従来のコンピューティング要素はビットであり、0か1のいずれかです。量子コンピューティングでは、0、1、あるいは任意の組み合わせ(重ね合わせ状態)をとることができる量子ビットを使用します。懸念されるのは、量子システムは、今日の最高性能のマシンでも解読に何年もかかるような暗号方式を簡単に解読できるようになることです。

他のベンダーと同様に、QuSecureもこれらの課題への取り組みを進めています。QuProtect as-a-Serviceアーキテクチャには、ゼロトラスト、耐量子暗号、量子強度鍵、アクティブディフェンスを組み合わせたソフトウェアスイートが含まれています。QuSecureは量子乱数生成(QRNG)を活用し、暗号鍵に真のランダム性をもたらします。これは、暗号解読者によって鍵のパターンがしばしば検出されるため、安全な暗号化の核となる要素です。

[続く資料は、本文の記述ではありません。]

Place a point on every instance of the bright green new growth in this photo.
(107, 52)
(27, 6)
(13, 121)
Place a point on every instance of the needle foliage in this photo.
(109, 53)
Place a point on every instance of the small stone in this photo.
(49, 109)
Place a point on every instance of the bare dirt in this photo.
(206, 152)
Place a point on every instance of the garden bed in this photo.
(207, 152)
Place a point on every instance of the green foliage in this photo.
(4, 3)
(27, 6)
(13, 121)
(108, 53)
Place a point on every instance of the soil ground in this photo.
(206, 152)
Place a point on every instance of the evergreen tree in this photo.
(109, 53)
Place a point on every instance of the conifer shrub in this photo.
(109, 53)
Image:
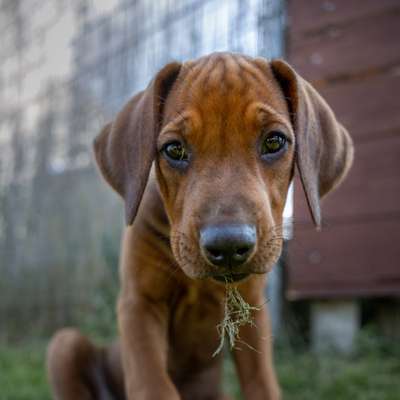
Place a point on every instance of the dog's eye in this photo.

このアーキテクチャは、オンプレミスのサーバーや Web ブラウザーから IoT やエッジに至るまで、さまざまなエンドポイントにこの保護を提供すると同時に、データが通過するネットワークのセキュリティを確保する独自の技術にも依存しています。

「今では、これらすべてのデバイスにソフトウェアをインストールすることなく、量子チャネルを作成する方法があります」とサンゼリ氏は述べた。「私たちが発見し、現在使用しているこの方法により、あらゆるエンドデバイス間に量子チャネルを迅速に作成できます。IoTやエッジコンピューティングについて考えると、多くの場合、これらの小さなセンサーにはストレージ容量がなく、単一のジョブを実行する以外にコンピューティング能力はほとんどありません。しかし、それでも私たちはそれらを安全に保護することができます。」

ただし、企業や政府機関がデータをファイアウォールの背後に保管する必要がある場合、QuSecure はオンプレミスまたはプライベート クラウドでデータを管理します。

QuSecureは、ソフトウェアインターフェース、UI、プロトコルスイッチも構築し、暗号鍵の送信機能も開発しました。また、QRNGに関しては、Quintessence LabsやID Quantiqueといった企業と提携しています。

さらに、サンゼリ氏が「暗号アジリティ」と呼ぶものも備えています。このアーキテクチャはNISTプログラムの最終候補アルゴリズムすべてに最適化されているため、組織が最終的にどのアルゴリズムを選択しても、QuSecureサービスによってサポートされます。